On Monday, Canada’s prime minister Justin Trudeau explained to a group of kids why slashing greenhouse gas emissions was the “smart and right” policy choice for governments.
On Tuesday, he was accused of sending conflicted messages on climate change after authorising construction of two pipelines for tar sands oil.
In the past year, the Trudeau administration has been one of the more vocal in calling for tougher global greenhouse gas cuts and joined a ‘high ambition’ group of countries backing climate action.
But green groups say Trudeau’s decision to back the pair of projects – which are valued at C$11.8 billion – runs counter to his claims that the world needs to move away from fossil fuels.
In a series of tweets on his official account the prime minister said pipelines would “protect the environment and grow the economy”, citing nearly 200 “binding conditions” on developers.
— Climate Home (@ClimateHome) November 29, 2016
“A clear message has emerged through our government’s extensive consultations with Canadians: the economy and the environment go hand in hand,” read an accompanying statement.
One pipeline will run from the tar sands heartlands of Alberta to British Columbia; the second will see an existing 1,000km pipeline from Alberta to Manitoba replaced.
Oil extracted from tar sands is one of the most carbon-intensive fuel stocks on the planet, and causes widespread environmental damage during extraction and refining.
According to the Natural Resources Defense Council (NRDC), the pipelines mean Alberta’s tar sands industry will be able to ship an extra 1.1 million barrels of oil per day.
A third proposed project was rejected on the grounds it was not in the public interest and would see an increase in oil tankers navigating sensitive ecosystems.
FULL STATEMENT from Vancouver Mayor Gregor Robertson on Kinder Morgan decision. pic.twitter.com/TLrdRz7xWo
— Kamil Karamali (@KamilKaramali) November 29, 2016
Limits to shipments of oil along British Columbia’s north coast were also announced, with legislation due in early 2017.
The announcement illustrates the delicate line Canada’s federal government is taking on climate change and oil exploration, reluctant to squeeze a multi-billion dollar industry that employs thousands.
Plans for a nationwide carbon price from 2018 and a promise to axe coal use by 2030 grabbed headlines, as did the province of Alberta’s landmark decision in 2015 to cap the emissions of its tar sands industry.
Still, the country is projected to miss its climate targets under the Paris Agreement: there the government pledged to cut emissions 30% on 2005 levels by 2030, but analysts at Climate Action Tracker say they are on track to rise 1-7%.
Under that agreement, signatory countries aim to reduce greenhouse gas emissions to net zero in the second half of the century and limit warming to “well below” 2C above pre industrialised levels.
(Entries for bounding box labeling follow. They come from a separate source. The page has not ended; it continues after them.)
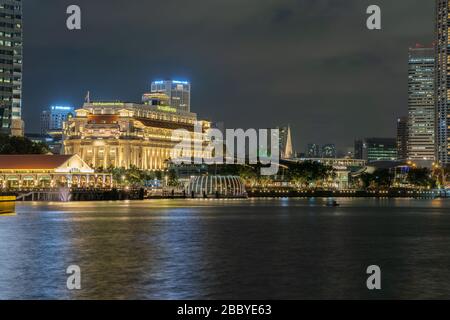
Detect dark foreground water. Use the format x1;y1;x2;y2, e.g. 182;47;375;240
0;199;450;299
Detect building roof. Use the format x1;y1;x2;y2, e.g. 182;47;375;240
0;154;73;170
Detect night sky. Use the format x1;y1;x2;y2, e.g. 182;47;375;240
23;0;435;152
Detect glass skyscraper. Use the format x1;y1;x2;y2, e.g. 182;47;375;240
0;0;23;136
151;80;191;112
435;0;450;165
406;47;436;162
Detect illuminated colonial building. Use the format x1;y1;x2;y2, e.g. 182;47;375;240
64;99;210;170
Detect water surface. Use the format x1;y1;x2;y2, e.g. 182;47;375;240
0;199;450;299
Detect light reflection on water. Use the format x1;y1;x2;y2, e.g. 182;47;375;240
0;198;450;299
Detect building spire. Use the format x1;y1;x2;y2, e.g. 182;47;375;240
283;125;294;159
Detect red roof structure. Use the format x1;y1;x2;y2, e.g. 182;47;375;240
0;154;73;170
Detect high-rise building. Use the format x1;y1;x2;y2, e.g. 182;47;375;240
406;47;436;162
322;143;336;159
0;0;24;136
434;0;450;165
150;80;191;112
306;143;321;158
397;117;408;160
41;106;75;135
278;126;294;159
355;138;397;162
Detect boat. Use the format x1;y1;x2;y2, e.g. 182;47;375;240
327;199;340;207
0;196;16;215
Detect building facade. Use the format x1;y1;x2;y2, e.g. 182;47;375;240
355;138;397;162
306;143;321;158
401;47;436;163
0;155;113;190
0;0;24;136
322;143;336;159
151;80;191;112
63;102;210;170
434;0;450;165
278;126;294;159
397;117;408;160
41;106;75;135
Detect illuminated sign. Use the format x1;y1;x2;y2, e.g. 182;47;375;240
92;102;124;107
172;80;189;85
157;106;177;113
52;106;73;110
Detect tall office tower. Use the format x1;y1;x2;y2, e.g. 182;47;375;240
397;117;408;160
322;144;336;159
434;0;450;165
41;106;75;135
150;80;191;112
0;0;24;136
306;143;320;158
278;126;294;159
406;47;436;164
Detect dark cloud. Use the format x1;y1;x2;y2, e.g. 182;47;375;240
24;0;434;149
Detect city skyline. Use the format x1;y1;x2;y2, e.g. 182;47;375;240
20;0;434;151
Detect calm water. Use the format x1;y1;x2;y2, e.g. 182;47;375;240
0;199;450;299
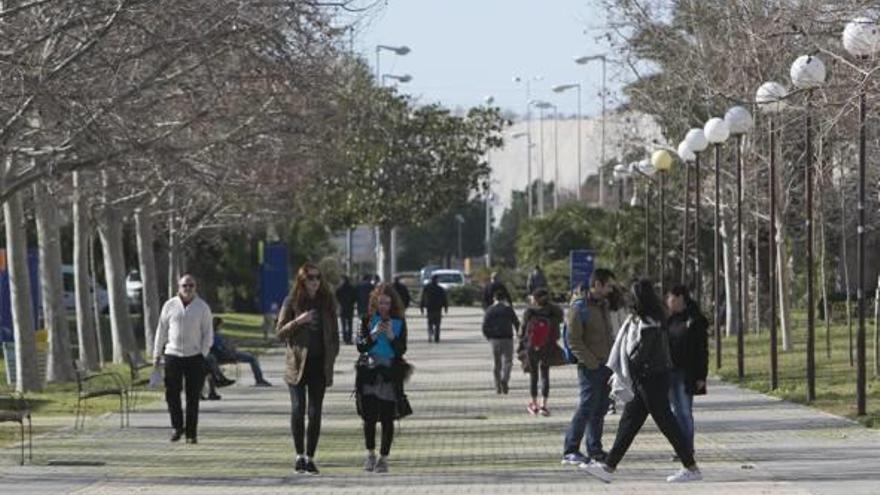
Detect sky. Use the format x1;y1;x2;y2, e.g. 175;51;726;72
355;0;618;116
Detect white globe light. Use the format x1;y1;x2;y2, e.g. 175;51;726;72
843;17;880;57
703;117;730;144
791;55;825;89
755;81;788;113
684;127;709;153
724;106;754;136
677;141;697;162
The decision means Canada “in one fell swoop” will not meet its targets under the UN climate agreement says Josh Axelrod, an analyst with NRDC Canada.
“Today’s announcement gives that industry decades worth of growth potential, a fact that will ensure soaring Canadian emissions for the foreseeable future.
Adam Scott from the campaign group Oil Change International said the move had “squandered” Trudeau’s climate credibility and moves to embrace indigenous communities.
“There is no need for any additional pipeline capacity. Oil Change International recently released a report showing how the Canadian Association of Petroleum Producers is misleading Canadians on the need for new pipelines,” he added.
“Vancouver will continue to raise concerns about Kinder Morgan’s massive expansion that could bring seven times the number of oil tankers to our waters,” said the city’s mayor Gregor Robertson.
“I – along with the tens of thousands of residents, local First Nations, and other Metro Vancouver cities who told the federal government a resounding ‘no’ to this project.”